CVE-2026-6615: Path Traversal to RCE in SuperAGI Multipart Upload
SuperAGI's multipart upload handler fails to sanitize the filename argument, enabling path traversal that allows remote attackers to write arbitrary files and achieve code execution.
Imagine you're uploading a document to a secure filing system, but a flaw lets you sneak into the back room and plant files wherever you want. That's what's happening with TransformerOptimus SuperAGI, a tool used by companies to automate work tasks.
The problem is in how the software handles file uploads. When someone uploads a file, they're supposed to drop it in a designated folder. But attackers have discovered they can manipulate the file path — adding commands like "go up two directories" — to stash files in secret parts of the computer system where they shouldn't be.

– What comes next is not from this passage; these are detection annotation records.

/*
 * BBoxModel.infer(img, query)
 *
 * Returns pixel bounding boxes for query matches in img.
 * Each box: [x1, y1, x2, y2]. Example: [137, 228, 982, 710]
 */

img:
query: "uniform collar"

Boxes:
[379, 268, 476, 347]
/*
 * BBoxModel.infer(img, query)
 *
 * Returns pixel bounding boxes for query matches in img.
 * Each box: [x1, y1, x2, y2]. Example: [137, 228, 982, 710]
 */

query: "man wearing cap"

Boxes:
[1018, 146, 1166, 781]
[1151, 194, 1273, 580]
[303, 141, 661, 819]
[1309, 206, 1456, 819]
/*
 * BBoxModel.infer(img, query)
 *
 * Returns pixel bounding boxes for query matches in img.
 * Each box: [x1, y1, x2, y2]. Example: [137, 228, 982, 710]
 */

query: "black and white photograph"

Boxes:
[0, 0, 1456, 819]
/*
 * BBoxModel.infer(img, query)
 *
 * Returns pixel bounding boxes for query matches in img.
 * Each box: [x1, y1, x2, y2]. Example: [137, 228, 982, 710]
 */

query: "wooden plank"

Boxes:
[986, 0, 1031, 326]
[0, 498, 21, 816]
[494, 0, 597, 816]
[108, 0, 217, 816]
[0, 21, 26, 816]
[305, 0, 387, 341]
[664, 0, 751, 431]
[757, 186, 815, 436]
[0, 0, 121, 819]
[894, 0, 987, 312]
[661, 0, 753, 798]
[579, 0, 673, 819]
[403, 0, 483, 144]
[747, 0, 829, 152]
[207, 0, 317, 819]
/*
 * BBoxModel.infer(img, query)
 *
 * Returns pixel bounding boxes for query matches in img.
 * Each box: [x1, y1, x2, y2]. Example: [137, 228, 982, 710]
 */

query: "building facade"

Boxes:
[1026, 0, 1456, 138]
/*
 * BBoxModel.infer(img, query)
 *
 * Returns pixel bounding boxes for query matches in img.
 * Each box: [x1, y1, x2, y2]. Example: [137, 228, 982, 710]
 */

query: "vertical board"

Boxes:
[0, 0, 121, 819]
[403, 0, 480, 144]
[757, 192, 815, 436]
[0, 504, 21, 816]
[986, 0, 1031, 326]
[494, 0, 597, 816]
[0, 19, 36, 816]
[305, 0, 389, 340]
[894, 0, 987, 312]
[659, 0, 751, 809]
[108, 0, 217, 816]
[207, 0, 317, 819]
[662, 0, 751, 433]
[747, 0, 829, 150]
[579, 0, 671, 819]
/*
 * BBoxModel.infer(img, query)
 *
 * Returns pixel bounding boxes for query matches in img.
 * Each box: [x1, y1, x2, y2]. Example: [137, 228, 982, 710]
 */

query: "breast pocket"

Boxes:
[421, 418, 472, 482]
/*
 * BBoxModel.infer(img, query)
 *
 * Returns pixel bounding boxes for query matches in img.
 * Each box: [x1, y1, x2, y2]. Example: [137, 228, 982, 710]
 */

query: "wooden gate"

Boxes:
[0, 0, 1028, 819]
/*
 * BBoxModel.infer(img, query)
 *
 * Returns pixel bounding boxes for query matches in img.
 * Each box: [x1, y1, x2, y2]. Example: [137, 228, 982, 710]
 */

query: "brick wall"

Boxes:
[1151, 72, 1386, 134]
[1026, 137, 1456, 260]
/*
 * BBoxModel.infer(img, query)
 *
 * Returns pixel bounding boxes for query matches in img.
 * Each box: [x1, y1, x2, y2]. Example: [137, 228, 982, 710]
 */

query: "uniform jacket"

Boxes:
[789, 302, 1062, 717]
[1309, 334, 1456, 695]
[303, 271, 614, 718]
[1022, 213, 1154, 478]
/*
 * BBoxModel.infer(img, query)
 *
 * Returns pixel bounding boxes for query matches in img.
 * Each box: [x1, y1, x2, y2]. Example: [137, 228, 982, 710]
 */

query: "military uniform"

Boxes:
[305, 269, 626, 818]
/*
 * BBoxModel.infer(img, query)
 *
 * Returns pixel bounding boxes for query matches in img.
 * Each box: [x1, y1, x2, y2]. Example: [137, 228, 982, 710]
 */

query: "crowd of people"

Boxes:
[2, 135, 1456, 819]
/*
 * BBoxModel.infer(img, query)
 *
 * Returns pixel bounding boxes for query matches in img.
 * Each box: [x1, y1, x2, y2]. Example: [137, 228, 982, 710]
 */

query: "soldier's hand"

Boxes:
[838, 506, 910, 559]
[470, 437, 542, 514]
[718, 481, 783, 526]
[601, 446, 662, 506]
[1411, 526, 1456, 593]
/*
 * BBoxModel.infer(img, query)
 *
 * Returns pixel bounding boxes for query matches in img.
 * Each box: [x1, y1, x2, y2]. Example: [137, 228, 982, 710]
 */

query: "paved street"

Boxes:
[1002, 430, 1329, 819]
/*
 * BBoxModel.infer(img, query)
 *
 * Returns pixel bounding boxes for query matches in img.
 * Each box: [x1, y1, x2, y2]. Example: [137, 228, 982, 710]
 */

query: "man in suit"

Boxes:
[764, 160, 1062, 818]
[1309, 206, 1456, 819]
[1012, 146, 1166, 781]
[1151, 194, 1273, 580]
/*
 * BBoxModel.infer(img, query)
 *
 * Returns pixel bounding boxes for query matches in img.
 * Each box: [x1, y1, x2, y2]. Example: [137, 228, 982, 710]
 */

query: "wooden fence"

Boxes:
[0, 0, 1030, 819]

Why should you care? An attacker could use this to plant malicious code that takes over the entire server. This is especially dangerous for companies using SuperAGI to handle sensitive work like customer data, financial records, or confidential projects.
Who's at risk? Any organization running SuperAGI version 0.0.14 or earlier. If your company uses this software for automation, you need to act fast. The good news is there's no confirmed active attacks yet — this is a heads-up, not an active emergency.
What to do right now:
First, check if you're using SuperAGI and what version. If you find it's 0.0.14 or earlier, update immediately to the latest version.
Second, if updating isn't possible immediately, limit who can upload files to your SuperAGI system. Treat it like you would a sensitive server.
Third, monitor your system logs for unusual file creation, especially in unexpected places. Think of it like checking for muddy footprints in parts of your house that should be clean.
Want the full technical analysis? Click "Technical" above.
CVE-2026-6615 is a path traversal vulnerability in TransformerOptimus SuperAGI versions up to and including 0.0.14. The flaw lives in the Upload function inside superagi/controllers/resources.py, which handles multipart file uploads. Because the server never sanitizes or validates the name field extracted from the multipart form data, an attacker can supply a filename like ../../app/superagi/models/agent.py and overwrite arbitrary files accessible to the process user. Given that SuperAGI is a Python-based autonomous agent framework that executes code on behalf of AI tasks, overwriting a loaded module or a startup script trivially escalates path traversal into full remote code execution. The exploit is publicly available and requires no authentication in default deployments.
Root cause: The Upload handler in resources.py passes the attacker-controlled name parameter from the multipart form directly into an os.path.join call without stripping leading slashes, .. sequences, or validating that the resolved path falls within the intended upload directory.
Affected Component
File: superagi/controllers/resources.py
Function: Upload (registered as a FastAPI/Flask route handler)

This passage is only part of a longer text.